Dunque, i porti li apriranno tra le otto e le dodici e le pistole saranno finte?
Allo stato attuale non mi ha aiutata a trovare delle risposte rassicuranti il lavoro di tessitura, il “nuovo umanesimo” del premier passato e probabilmente futuro. Magari, la “perla rara” (definizione di Luigi Di Maio) è tale grazie alla sua flessibilità e la geniale opera del suo consigliere e portavoce, Rocco Casalino. E’ sufficiente a superare la crisi?

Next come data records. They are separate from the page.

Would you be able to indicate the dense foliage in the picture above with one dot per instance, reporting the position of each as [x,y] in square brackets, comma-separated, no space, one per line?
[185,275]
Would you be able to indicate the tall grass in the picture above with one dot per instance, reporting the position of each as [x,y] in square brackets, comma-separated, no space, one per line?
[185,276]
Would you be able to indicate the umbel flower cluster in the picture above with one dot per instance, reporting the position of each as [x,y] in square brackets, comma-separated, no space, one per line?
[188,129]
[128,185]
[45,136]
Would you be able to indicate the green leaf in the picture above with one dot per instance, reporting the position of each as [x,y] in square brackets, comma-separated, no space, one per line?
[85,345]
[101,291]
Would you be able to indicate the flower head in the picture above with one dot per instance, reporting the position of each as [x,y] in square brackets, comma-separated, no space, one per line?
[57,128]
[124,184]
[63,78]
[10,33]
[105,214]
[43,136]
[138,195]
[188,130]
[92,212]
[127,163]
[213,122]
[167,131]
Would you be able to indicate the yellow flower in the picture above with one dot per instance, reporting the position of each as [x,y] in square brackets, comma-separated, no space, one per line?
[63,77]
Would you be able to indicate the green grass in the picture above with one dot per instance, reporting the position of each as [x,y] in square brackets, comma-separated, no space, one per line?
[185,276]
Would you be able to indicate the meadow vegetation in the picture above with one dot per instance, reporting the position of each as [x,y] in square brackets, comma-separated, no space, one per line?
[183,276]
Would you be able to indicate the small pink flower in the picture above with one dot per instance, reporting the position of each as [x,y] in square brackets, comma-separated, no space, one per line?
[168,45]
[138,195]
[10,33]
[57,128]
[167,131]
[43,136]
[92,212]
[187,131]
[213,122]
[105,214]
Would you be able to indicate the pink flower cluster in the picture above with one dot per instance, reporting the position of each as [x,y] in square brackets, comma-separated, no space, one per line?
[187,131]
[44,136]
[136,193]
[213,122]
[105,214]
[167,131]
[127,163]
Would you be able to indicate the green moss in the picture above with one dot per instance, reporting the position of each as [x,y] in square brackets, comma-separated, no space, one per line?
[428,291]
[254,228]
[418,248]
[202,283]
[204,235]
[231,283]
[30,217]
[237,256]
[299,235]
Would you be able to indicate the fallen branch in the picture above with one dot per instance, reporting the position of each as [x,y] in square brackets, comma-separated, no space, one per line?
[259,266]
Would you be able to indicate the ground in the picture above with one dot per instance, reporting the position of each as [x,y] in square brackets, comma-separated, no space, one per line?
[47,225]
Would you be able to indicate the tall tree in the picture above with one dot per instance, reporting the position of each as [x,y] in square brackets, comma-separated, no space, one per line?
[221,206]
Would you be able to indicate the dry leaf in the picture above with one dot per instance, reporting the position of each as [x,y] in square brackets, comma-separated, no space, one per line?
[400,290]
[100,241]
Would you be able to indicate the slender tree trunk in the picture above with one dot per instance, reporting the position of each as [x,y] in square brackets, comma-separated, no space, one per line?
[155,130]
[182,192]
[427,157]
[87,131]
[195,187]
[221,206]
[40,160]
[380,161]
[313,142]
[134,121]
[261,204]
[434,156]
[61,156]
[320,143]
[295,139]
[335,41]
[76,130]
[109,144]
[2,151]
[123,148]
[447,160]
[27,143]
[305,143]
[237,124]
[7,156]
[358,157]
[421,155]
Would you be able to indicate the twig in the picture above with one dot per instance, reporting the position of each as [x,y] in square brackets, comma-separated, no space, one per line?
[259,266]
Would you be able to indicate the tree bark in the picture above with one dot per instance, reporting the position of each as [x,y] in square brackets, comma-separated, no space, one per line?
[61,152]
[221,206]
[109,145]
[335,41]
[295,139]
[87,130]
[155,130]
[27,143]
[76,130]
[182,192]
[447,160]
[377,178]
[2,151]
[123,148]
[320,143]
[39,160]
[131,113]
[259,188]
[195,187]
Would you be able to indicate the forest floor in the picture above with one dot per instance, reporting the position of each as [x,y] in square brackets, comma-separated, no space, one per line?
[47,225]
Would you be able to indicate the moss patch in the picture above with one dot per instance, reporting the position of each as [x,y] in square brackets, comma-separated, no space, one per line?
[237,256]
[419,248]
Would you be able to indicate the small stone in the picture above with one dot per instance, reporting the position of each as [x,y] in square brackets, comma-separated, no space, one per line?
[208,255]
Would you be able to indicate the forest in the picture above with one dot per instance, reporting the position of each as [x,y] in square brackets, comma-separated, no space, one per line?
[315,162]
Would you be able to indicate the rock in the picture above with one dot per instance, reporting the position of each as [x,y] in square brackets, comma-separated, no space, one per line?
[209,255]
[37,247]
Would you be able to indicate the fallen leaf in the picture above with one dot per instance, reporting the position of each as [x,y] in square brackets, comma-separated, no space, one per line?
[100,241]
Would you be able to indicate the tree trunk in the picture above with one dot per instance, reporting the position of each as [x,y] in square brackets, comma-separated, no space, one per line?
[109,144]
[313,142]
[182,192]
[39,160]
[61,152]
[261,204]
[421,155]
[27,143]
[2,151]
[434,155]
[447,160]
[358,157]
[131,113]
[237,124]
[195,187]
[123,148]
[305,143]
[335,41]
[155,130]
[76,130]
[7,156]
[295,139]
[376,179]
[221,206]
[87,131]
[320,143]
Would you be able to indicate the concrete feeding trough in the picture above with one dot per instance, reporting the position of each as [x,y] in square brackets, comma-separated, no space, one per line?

Non mi ha rassicurata l’intervista a Matteo Renzi (sul “Sole 24 Ore” del 1 settembre) sull’importanza dell’economia e la necessità che il nuovo governo sostenga chi produce. Certo, il discorso è giusto dato che l’occupazione crolla e la recessione minaccia l’Europa ma a chi si rivolge oltre agli imprenditori? Non aiuta bypassare gli operai delle decine di fabbriche in cassa integrazione, i precari, i disoccupati, le donne tornate a casa per occuparsi della famiglia. E poi, per conoscenza dell’ex segretario Pd, bisogna capire i sentimenti – razionali o irrazionali che siano – e le tendenze della società.
Ho accostato i due nomi – Conte e Renzi – perché entrambi hanno una dote: la tempestività. Dubito però che sia sufficiente a dissolvere la paura. D’altronde il governo non è come giocare al calcio-balilla, o con la play-station.